Thursday, November 17, 2005

Lest Darkness Falls

I was up on Amazon yesterday looking for bargains on non-fiction books about the Roman Empire and stumbled across a recommendation for a time-travel story in which a 1940s era man travels back in time to the 6th century and subsequently tries to prevent the fall of the Roman Empire. Of course, I dearly love time travel stories and stories that deal with time traveling to the ancient world most of all. So I couldn't resist checking reviews of it and finally ordering it for myself.

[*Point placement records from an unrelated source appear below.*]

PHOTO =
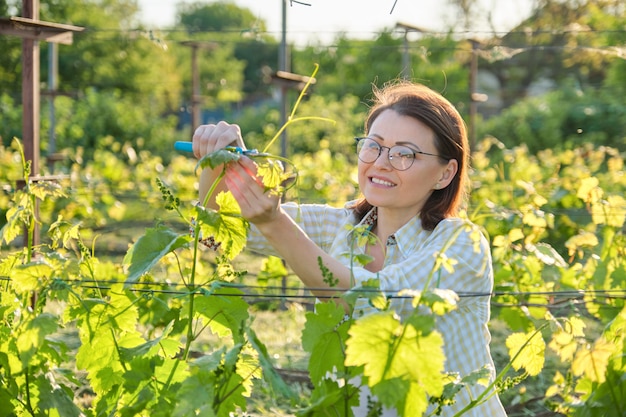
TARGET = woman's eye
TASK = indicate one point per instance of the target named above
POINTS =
(403, 153)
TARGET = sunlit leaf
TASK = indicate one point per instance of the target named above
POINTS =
(217, 158)
(589, 191)
(272, 267)
(224, 311)
(529, 349)
(150, 248)
(323, 336)
(226, 226)
(389, 349)
(32, 338)
(592, 361)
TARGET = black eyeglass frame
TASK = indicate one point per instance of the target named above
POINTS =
(380, 151)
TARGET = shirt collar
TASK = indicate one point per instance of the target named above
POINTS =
(405, 237)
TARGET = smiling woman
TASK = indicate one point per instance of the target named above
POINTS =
(403, 234)
(314, 21)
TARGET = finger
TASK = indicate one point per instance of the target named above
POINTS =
(249, 166)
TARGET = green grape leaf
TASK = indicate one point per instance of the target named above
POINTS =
(330, 397)
(149, 249)
(46, 189)
(480, 376)
(226, 226)
(152, 347)
(269, 373)
(527, 351)
(593, 361)
(225, 311)
(272, 173)
(323, 336)
(32, 338)
(30, 277)
(58, 400)
(217, 158)
(272, 267)
(17, 217)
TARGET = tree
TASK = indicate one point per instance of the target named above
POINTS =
(561, 40)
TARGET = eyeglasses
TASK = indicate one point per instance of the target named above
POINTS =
(400, 157)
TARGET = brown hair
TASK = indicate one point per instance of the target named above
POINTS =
(436, 112)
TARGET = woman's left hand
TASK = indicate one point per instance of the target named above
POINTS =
(257, 205)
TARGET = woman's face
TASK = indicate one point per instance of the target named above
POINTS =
(403, 193)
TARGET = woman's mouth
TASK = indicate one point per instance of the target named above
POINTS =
(380, 181)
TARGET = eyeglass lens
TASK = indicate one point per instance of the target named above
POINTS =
(400, 157)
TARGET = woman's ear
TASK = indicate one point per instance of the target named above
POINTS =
(448, 174)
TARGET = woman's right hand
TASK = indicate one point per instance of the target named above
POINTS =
(207, 139)
(212, 137)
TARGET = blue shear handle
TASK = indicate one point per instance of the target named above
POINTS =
(183, 146)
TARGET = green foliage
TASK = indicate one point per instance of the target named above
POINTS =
(564, 119)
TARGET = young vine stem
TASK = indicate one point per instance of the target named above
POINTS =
(489, 389)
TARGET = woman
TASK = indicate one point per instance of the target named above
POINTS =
(413, 174)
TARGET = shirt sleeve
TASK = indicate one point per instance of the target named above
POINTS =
(320, 222)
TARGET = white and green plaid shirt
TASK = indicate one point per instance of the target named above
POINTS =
(411, 255)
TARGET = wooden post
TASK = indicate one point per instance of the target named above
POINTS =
(31, 30)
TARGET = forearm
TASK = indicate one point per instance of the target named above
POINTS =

Last night I got a call from my son, a sci-fi writer and officiando, and mentioned the book to him. He told me that Sprague De Camp and his wife Catherine, who were contemporaries of Isaac Asimov and Robert Heinlein, gained more recognition for his series about Conan the Barbarian than some of his more classic works like this title. Apparently they recently passed away which led their publisher to rerelease some of their earlier works. Judging from Harry Turtledove's glowing recommendation below, I'm glad they did.

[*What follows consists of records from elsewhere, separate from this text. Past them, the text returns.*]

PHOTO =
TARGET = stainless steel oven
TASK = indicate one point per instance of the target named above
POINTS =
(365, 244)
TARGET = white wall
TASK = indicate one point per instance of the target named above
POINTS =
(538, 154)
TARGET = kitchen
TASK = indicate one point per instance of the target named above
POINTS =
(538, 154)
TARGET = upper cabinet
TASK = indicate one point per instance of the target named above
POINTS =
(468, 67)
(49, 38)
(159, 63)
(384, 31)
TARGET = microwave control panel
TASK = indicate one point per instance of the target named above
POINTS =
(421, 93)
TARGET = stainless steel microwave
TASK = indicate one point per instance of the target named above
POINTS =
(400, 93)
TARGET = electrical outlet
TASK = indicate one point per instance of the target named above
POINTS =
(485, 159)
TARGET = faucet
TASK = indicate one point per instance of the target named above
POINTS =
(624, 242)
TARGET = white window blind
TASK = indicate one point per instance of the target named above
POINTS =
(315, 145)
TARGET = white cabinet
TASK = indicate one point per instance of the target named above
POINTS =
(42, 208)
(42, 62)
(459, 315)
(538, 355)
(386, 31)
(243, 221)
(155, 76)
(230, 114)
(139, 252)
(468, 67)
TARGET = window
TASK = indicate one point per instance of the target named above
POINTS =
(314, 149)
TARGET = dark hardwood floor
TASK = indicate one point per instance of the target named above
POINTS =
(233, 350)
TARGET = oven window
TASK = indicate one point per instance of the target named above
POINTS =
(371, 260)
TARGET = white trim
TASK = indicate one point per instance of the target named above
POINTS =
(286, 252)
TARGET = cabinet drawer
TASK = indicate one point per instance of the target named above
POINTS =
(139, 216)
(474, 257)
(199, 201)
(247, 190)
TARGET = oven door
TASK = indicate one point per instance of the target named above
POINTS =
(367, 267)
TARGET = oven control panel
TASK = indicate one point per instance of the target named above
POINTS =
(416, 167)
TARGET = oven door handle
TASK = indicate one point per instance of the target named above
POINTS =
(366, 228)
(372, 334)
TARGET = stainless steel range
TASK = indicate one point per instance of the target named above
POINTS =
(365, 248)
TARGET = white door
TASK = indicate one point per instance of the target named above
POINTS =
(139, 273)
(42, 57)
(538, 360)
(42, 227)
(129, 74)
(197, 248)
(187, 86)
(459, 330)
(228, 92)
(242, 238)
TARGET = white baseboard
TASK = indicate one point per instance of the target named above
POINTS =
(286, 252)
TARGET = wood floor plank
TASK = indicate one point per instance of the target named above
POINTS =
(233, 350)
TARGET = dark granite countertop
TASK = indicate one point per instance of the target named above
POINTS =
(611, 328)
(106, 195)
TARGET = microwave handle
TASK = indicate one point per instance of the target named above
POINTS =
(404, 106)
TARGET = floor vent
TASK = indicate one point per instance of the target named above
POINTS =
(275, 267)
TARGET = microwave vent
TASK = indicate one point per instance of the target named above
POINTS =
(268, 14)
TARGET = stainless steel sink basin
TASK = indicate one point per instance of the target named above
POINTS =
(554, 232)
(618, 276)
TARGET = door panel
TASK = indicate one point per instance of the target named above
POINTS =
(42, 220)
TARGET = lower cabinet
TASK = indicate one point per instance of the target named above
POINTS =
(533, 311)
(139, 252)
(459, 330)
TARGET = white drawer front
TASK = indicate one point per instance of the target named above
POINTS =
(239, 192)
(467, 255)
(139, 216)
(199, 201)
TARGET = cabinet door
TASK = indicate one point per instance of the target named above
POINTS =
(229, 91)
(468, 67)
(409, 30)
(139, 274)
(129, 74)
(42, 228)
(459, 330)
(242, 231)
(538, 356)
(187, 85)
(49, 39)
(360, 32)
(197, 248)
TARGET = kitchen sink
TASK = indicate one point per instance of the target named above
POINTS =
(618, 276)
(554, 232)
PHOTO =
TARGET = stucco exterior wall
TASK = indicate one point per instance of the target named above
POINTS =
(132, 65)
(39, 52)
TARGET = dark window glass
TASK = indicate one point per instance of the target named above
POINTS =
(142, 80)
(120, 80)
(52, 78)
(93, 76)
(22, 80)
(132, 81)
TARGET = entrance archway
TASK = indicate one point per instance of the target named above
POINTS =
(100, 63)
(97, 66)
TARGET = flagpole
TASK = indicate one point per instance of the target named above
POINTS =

"Lest Darkness Fall is the best Connecticut Yankee in King Arthur's Court-type story ever written, with the possible--by no means certain--exception of the Connecticut Yankee itself. The tale of a modern man struggling to introduce technology in sixth-century Italy--where theology and war dominated affairs, and concern for knowledge was a tiny afterthought at best, with best not coming along very often--grips from the first page. Like any of de Camp's heroes, Martin Padway has no easy time of it, having to cope with the ignorance and foibles of a great many people, himself emphatically included. It's no wonder that Lest Darkness Fall, which first appeared in abridged form in the December 1939 issue of Unknown and was published at full length in 1941, has been in print almost continuously ever since, and no wonder that Baen Books has chosen to put it in print once more.

The plot of Lest Darkness Fall was not the only thing about it that grabbed me. I also found fascinating the world of sixth-century Italy that de Camp depicted with such loving attention to detail--including a lot of the unpleasant, smelly details that often get omitted from fiction dealing with the past. At the time, I knew nothing about such things, and had no real notion of how much of the background of Lest Darkness Fall was real and how much de Camp was making up. I started trying to find out, and soon discovered that, except for the introduction of Martin Padway, de Camp was making up next to nothing. He had done his homework, and done it well."